Maxeler provides an in-house developed programming environment and runtime which comprises of the following components (that currently require Linux CentOS version 6.7 or higher):

  • MaxCompiler Maxeler’s custom-built general-purpose programming environment for developing data-flow applications. MaxCompiler takes as input a MaxJ program and generates a DFE implementation (a .max file) that can be called from a CPU application via the SLiC interface (see below). A .max file contains a bitstream as well as relevant metadata.

  • SLiC The Simple Live CPU interface is Maxeler’s application programming interface for seamless CPU-DFE integration. SLiC allows CPU applications to configure and load a number of DFEs as well as to subsequently schedule and run actions on those DFEs using simple function calls.

  • MaxelerOS A software layer and run time sitting between the SLiC interface, the Linux operating system and the hardware, which manages DFE hardware and CPU-DFE interactions in a way transparent to the user.

  • MaxIDE A specialised Eclipse-based integrated development environment for MaxJ and DFE design, a fast DFE software simulator and comprehensive debug provisioning tool set used during development.

MaxCompiler, SLiC, MaxelerOS and MaxIDE have been developed by Maxeler Technologies.
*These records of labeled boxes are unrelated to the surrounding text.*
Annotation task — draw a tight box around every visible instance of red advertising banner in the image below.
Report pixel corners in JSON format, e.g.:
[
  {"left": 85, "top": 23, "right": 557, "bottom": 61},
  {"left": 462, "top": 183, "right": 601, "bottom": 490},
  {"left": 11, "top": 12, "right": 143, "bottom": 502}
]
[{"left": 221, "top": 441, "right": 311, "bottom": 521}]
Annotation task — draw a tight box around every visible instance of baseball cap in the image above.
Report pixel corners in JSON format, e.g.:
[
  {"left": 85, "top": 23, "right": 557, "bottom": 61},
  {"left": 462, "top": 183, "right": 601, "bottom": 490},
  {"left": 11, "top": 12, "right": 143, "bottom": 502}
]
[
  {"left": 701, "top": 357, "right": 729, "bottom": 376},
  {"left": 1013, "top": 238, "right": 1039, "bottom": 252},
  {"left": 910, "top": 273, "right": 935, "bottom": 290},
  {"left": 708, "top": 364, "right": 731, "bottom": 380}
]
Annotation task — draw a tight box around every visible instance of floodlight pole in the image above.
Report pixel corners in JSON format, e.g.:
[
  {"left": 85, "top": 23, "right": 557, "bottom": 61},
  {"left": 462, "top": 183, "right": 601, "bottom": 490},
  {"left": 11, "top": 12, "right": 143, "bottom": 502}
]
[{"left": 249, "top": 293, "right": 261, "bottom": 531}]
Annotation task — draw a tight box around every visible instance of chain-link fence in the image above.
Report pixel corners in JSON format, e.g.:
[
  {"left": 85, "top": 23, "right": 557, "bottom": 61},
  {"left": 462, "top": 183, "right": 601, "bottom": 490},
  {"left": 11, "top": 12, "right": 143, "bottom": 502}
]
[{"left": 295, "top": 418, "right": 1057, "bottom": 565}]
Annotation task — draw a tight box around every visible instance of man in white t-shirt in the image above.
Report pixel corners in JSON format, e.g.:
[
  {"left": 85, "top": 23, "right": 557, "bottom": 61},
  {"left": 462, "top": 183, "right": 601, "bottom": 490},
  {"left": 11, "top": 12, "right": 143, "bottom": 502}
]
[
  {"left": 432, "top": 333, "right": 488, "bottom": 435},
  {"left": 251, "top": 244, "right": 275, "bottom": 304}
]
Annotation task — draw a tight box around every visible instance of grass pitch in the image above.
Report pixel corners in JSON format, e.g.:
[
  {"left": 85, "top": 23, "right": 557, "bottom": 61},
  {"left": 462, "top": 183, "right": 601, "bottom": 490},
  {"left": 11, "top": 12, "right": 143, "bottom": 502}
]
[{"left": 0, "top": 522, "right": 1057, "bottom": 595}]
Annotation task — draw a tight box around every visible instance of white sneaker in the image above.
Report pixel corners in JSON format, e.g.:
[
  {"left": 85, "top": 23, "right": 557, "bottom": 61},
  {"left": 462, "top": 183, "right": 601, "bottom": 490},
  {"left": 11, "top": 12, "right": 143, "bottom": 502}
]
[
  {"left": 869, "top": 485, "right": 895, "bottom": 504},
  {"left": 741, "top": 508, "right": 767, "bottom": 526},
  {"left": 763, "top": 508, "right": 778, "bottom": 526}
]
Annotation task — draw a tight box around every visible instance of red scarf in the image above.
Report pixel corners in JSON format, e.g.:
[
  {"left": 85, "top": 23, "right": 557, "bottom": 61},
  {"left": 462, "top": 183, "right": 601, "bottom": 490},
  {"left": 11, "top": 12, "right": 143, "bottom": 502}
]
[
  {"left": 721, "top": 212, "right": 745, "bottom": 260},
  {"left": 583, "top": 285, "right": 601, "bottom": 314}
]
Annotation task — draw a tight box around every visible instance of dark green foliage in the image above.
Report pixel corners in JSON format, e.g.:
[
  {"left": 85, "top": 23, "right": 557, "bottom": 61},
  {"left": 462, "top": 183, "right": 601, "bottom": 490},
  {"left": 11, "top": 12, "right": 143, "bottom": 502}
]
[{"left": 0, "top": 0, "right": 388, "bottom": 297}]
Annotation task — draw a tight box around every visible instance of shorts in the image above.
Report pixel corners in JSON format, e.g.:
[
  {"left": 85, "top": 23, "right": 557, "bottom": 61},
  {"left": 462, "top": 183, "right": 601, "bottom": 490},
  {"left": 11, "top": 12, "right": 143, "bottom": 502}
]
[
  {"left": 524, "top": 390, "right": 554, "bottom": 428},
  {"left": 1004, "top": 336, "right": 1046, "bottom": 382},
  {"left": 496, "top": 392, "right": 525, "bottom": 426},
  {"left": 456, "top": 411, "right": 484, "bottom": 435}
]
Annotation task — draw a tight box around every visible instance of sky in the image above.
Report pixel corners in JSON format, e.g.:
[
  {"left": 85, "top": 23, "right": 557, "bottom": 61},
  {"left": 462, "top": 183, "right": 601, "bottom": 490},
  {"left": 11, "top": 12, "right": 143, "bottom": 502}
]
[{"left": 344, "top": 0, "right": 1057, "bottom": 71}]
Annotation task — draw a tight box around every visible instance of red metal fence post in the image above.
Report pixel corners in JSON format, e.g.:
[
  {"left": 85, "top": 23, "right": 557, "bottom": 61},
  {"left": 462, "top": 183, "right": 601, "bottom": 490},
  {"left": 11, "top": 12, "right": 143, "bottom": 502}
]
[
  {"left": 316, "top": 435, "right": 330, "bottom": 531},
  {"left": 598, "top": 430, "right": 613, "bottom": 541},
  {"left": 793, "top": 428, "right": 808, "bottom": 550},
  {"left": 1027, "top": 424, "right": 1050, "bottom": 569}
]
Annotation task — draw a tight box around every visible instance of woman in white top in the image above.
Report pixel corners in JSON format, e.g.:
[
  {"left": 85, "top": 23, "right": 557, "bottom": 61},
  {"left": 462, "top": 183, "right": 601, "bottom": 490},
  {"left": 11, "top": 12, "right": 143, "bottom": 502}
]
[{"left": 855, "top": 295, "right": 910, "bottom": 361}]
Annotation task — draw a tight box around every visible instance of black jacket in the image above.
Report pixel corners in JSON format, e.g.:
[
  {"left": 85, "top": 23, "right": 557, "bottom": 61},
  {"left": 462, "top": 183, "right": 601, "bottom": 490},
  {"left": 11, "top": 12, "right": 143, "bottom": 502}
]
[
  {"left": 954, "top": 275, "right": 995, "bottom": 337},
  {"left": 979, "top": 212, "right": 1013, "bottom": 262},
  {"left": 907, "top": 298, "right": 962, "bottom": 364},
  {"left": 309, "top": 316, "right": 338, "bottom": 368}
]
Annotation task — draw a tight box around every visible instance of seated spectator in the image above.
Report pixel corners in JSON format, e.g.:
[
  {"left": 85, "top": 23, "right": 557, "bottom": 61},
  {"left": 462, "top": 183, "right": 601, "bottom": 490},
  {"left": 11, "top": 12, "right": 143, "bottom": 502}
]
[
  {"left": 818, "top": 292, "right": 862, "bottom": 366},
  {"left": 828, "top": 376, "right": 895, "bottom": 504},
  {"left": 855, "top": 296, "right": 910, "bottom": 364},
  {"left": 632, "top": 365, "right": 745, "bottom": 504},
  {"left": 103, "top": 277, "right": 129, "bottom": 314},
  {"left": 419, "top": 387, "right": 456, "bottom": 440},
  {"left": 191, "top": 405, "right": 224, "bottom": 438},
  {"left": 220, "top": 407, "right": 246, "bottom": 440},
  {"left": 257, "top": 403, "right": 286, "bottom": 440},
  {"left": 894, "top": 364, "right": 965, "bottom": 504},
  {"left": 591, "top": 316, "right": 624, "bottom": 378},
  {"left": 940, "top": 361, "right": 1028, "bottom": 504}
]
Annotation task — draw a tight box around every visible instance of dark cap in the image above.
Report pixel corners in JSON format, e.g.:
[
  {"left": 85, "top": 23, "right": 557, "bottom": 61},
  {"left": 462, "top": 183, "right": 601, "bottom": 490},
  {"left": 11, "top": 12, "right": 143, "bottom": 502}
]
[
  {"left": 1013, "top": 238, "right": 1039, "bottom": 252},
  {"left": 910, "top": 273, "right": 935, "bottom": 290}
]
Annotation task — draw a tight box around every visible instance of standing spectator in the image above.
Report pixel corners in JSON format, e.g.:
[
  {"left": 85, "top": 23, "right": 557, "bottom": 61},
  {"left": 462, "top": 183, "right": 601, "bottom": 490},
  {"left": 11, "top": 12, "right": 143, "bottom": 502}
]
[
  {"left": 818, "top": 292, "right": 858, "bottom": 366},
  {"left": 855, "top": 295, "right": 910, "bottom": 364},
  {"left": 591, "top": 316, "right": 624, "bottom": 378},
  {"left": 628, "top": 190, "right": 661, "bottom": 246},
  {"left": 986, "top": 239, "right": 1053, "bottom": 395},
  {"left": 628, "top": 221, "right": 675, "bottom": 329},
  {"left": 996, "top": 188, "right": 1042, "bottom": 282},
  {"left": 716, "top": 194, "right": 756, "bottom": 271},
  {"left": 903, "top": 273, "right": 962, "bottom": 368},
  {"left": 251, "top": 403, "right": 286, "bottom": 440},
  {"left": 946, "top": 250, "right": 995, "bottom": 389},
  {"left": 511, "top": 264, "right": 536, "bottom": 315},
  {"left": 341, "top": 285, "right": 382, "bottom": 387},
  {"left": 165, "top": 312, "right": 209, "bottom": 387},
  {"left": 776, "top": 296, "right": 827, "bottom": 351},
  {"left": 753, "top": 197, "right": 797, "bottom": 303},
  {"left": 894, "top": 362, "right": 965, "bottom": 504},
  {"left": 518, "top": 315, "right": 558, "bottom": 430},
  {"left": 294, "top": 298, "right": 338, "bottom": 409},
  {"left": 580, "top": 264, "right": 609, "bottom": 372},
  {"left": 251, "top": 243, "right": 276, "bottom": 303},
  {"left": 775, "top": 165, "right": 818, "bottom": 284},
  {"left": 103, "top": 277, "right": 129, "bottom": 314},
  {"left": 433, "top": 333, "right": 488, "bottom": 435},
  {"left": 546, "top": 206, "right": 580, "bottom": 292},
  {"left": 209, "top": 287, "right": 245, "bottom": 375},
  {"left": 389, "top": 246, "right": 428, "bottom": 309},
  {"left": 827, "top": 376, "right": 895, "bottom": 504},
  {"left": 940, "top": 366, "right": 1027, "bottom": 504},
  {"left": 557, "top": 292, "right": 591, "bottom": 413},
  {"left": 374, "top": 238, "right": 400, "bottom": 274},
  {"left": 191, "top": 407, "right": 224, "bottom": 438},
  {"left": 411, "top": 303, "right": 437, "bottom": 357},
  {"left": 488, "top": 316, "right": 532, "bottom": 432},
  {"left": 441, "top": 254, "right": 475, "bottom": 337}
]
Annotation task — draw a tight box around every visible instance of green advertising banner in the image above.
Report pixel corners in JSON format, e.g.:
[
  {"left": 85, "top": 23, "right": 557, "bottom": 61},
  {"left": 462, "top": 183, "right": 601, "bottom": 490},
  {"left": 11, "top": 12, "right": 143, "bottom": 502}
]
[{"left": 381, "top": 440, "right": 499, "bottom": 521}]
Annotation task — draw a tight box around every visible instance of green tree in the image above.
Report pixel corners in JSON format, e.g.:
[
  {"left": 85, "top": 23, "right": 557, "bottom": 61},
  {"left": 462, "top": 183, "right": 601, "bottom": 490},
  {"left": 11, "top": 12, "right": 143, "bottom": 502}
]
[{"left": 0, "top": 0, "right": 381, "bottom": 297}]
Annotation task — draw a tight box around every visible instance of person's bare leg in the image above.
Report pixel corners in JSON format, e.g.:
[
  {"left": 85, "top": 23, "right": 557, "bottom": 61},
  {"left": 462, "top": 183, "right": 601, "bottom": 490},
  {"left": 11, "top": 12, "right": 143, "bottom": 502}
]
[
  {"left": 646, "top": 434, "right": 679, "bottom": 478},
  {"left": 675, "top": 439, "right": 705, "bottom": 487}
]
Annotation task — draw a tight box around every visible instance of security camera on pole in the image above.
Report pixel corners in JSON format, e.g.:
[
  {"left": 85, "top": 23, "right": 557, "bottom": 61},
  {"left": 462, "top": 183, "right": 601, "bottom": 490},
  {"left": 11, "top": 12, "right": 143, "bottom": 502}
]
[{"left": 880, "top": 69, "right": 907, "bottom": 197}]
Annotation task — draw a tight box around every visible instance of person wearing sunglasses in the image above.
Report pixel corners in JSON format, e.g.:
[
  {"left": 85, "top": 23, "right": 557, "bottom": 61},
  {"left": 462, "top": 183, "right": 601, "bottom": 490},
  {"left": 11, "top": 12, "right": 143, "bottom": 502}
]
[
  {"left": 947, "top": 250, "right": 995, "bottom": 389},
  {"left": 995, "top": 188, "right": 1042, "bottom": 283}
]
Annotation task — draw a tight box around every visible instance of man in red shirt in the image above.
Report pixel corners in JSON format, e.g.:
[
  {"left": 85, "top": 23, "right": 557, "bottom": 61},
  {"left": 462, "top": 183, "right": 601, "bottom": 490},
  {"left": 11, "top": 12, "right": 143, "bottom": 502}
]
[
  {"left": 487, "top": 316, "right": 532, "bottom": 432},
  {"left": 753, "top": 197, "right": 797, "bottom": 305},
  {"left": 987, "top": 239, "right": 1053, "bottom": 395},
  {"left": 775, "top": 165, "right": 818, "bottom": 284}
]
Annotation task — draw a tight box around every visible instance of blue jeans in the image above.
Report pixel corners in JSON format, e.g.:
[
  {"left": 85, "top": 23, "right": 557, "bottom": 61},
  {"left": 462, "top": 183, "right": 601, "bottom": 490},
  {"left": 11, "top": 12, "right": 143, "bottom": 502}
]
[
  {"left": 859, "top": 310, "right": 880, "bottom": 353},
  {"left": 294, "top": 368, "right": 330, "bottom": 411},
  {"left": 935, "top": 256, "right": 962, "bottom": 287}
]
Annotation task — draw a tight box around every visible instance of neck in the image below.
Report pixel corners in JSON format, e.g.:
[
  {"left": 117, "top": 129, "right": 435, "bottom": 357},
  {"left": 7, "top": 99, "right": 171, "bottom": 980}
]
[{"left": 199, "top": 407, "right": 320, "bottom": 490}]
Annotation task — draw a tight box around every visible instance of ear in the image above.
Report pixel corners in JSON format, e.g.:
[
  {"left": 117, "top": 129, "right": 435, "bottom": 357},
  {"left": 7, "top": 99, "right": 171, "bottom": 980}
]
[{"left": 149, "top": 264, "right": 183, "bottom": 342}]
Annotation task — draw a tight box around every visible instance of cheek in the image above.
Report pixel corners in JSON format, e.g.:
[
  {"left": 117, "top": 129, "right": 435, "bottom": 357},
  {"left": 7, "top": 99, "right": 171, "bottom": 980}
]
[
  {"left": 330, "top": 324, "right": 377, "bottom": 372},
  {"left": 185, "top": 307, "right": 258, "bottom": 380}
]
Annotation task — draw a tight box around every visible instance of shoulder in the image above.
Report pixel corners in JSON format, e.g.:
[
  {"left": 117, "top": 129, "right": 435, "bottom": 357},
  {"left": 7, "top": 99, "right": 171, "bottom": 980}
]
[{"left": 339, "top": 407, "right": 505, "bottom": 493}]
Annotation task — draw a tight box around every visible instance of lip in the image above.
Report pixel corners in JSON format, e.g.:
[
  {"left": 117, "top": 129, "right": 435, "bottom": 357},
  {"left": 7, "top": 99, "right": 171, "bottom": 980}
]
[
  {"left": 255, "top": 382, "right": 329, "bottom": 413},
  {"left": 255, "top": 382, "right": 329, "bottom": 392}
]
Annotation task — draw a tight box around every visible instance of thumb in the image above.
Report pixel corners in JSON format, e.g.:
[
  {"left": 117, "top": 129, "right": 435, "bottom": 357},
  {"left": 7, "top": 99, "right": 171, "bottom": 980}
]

All extensions developed within the context of POLCA are not open source and will not be made available on this repository.

Flexaware

FlexaWare is an embedded heterogeneous many-core processing platform, comprising a many-core hardware architecture and a many-core coordination software layer.

The embedded many-core platform offers flexibility and scalability to cater to range of application domains from clear cut to compute intensive and massively parallel.

The many-core architecture can be implemented on FPGA or ASIC. FlexaWare offers abstraction from the many-core hardware complexity using a task-based programming model.

The programming model targets heterogeneous distributed (shared) memory systems. An application runs on top of the many-core coordination software layer. Applications are composed hierarchically of explicitly defined tasks and communication channels.

POLCA’s source to source transformation engine uses the annotations in the original C code to identify functions that can be used to extract tasks that will be passed to the FlexaWare compiler. FlexaWare has been developed by Recore Systems as proprietary tool and hence is not open sourced within the context of POLCA.